Eran Kaplinsky, SJD (University of Toronto), LLM (University of Toronto), LLB (Tel Aviv University)

Professor, Faculty of Law - Admin


Professor, Faculty of Law - Admin
(780) 492-2941
447 Law Centre
8820 - 111 St NW
Edmonton AB
T6G 2H5



Professor Eran Kaplinsky teaches in the areas of property law and planning law. He holds a Bachelor of Laws from Tel Aviv University, a Master of Laws from the University of Toronto, and a Doctor of Juridical Science from the University of Toronto.

Professor Kaplinsky was previously a Visiting Scholar & Adjunct Professor at the University of Toronto, an instructor at the Ryerson University School of Urban and Regional Planning, and a Visiting Professor at the Université de Sherbrooke. He was also an attorney in Tel Aviv in the areas of municipal law, medical malpractice, and commercial litigation.

Professor Kaplinsky serves as Research Director of the University's Alberta Land Institute.


  • Land Use Planning and regulation
  • Municipal Law
  • Expropriation
  • Property Law
  • Law and Economics


LAW 486 - Jurisprudence

An examination of law from a theoretical rather than a doctrinal perspective. Every year, the course will consist of a number of seminar offerings whose focus will be on a broader theoretical examination of law, legal processes, and institutions. Each of these courses will allow a critical examination of law from a variety of perspectives such as; legal theory, literature, politics, economics, social and cultural development, and religion.

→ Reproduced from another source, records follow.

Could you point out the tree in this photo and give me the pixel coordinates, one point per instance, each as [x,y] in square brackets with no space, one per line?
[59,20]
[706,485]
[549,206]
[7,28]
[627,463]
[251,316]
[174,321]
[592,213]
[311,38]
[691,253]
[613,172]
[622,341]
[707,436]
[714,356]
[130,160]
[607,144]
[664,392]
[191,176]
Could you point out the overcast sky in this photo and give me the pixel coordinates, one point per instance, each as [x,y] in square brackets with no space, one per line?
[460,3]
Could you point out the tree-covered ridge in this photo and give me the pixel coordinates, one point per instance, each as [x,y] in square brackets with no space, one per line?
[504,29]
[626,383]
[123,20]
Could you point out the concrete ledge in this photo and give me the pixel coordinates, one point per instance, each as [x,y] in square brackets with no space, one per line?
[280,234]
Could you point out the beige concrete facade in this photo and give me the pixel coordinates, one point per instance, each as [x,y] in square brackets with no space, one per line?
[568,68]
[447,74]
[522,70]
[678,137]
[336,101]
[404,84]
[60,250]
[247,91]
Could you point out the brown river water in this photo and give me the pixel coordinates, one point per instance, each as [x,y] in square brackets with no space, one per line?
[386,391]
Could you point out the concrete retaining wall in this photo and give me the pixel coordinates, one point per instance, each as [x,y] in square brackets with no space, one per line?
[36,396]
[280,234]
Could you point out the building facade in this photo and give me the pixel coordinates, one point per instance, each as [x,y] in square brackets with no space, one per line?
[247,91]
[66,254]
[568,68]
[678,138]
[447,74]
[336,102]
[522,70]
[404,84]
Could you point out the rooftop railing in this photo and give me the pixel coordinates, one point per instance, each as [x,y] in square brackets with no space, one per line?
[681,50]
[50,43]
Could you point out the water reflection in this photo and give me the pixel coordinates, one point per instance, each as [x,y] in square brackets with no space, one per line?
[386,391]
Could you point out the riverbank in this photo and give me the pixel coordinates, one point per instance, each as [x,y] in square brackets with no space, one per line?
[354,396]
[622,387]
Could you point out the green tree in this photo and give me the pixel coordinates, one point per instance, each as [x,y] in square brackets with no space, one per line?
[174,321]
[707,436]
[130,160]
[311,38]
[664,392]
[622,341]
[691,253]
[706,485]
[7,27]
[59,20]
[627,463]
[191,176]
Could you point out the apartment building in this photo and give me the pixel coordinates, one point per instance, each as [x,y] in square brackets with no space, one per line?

LAW 651 - Municipal and Planning Law

This course explores the legal framework governing land use policy and regulation in Canada, with particular emphasis on Alberta. We begin with some controversial questions: When should development be regulated, and when is it best left to the market? What powers should local governments have, and what role should they play in land use planning? We proceed to study the development approval process, including the rights of neighbours to challenge undesirable development, and the institutions and processes for resolving land use disputes. We analyze a range of public and private regulatory tools (including Alberta's land use framework, statutory plans, zoning by-laws, subdivision controls, and restrictive covenants and homeowner associations), focusing on their relative efficacy and fairness. Planning theory and economic analysis will be applied to contemporary debates over such problems as sprawl and smart growth, and affordable housing.